The EUIPO Board of Appeal declared Hasbro Inc.’s re-filing of its MONOPOLY word mark invalid due to bad faith. The Board confirmed that the strategy of repeated filing of a mark for identical goods and services, which is intended at evading the requirement to genuinely use such mark, constitutes bad faith.
By applications filed in the period 1996-2010 Hasbro, Inc. registered the word mark MONOPOLY as EU trademark for different classes of goods and services. Later on, Hasbro, Inc. re-filed a new EU trademark application seeking to register the same word mark MONOPOLY for goods and services essentially covering the ones comprised by its earlier marks.
In 2015 the Croatian company Kreativni Dogadaji d.o.o. applied for declaration of invalidity of the re-filed MONOPOLY trademark of Hasbro, Inc. The invalidity applicant argued that Hasbro, Inc. in fact performed a repeated filing of its earlier EU trademarks with a dishonest intention. According to the invalidity applicant, since the earlier EU trademarks of Hasbro, Inc. were subject to potential revocation or requests for proof of use, the re-filing was aimed at evading the legal obligation of proving genuine use.

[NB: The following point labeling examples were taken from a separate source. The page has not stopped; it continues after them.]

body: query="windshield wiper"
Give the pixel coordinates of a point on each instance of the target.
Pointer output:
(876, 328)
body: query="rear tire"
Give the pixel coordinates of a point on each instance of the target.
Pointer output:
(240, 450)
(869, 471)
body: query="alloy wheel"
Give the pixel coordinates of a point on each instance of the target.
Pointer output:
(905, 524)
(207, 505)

Pursuant to the EU Trade Mark Regulation a trade mark shall be declared invalid where the applicant acted in bad faith at the time of filing the application for the trade mark. Further, the regulation provides that the rights of the proprietor of the EU trade mark shall be revoked if, within a continuous period of 5 years, the trade mark has not been put to genuine use in the EU in connection with the goods or services for which it is registered, and there are no proper reasons for non-use. The same obligation of use applies in opposition and cancellation proceedings where the proprietor of the contested mark may be required to prove use of its mark, provided that such mark has been registered for at least 5 years.
Game (Not) Over
In its decision, the Second Board of Appeal first relied on the general principles of EU trademark law aimed at enhancing undistorted competition and free movement of goods and services by providing trademark rights. However, as the Board noted, the protection of EU trademarks is justified only where the trademarks are actually used. According to the Board, a trademark, which is not used could obstruct competition by limiting the range of available signs and by denying competitors the opportunity to use that trademark or a similar one for identical or similar goods and services. The ratio legis for the use requirement, in the Board’s view is, to prevent the granting of a legal monopoly for an unlimited period to an inactive trademark owner.

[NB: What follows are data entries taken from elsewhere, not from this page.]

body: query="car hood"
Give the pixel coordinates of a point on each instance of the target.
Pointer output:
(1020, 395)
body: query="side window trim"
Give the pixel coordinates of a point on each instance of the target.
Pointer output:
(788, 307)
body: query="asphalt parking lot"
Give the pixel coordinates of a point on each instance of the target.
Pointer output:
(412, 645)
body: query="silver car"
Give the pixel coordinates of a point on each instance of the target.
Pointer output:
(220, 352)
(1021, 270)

Turning to the specifics of the case, the Board first took into account that Hasbro had on three previous occasions already filed and successfully registered MONOPOLY as an EU trademark since 1996. The Board then proceeded to comparing the goods and services of the earlier marks and the contested mark and noted that the contested mark covers a wider scope of goods and services. In general, the Board stated, applying for a larger variety of goods and services which might be of interest in the near future is a common and legitimate practice which has an acceptable commercial logic. However, the Board noted, the contested EU trademark of Hasbro, Inc. also contained numerous goods and services which are simply a repeat of the earlier, already existing EU trademarks. For those repeated goods and services the Board confirmed that it is not acceptable that the trademark owner circumvents the use requirement by disguising a re-filed mark through merely adding further goods and services. Thus, the Board concluded that by repeatedly filing the same mark for identical goods and services and thereby protecting the mark over a period of fourteen years, the EU trademark owner improperly and fraudulently extended the five-year grace period in order to evade the legal obligation of proving genuine use of the mark and the corresponding sanctions.
No monopoly on MONOPOLY
The case also involved a rather unusual oral hearing before the Board. In the course of the hearing the EU trademark owner mentioned that it was not unusual for companies to file further applications for trademarks already the subject of existing registrations and include in those new applications goods or services included in the earlier trade mark filings. The EU trademark owner tried to argue that such repeated filing was done “for a number of reasons that may make our lives easier in terms of administration”. The Board did not give weight to those arguments, stating in particular that the administrative burden and costs are not decreased, but to the contrary – increased in case of amassment of several identical marks.
Most importantly, during the oral hearing the EU trademark owner’s witness stated that “being able to rely upon one registration without the need to prove use” was a benefit to the trademark owner and that it was something that was “considered by all brand owners and in many different industries”. On this point, the Board stated that the fact that other companies may be using a specific filing strategy does not make that strategy legal and acceptable, especially if the lawfulness of such a practice has not been tested and approved before the Courts. Thus, when such strategy is used with the intention of circumventing the obligation to prove genuine use of the mark, it is not a legitimate business activity and does not follow commercial logic. Consequently, the Board invalidated Hasbro Inc.’s MONOPOLY mark for all goods and services identical or similar to those covered by its earlier trademarks.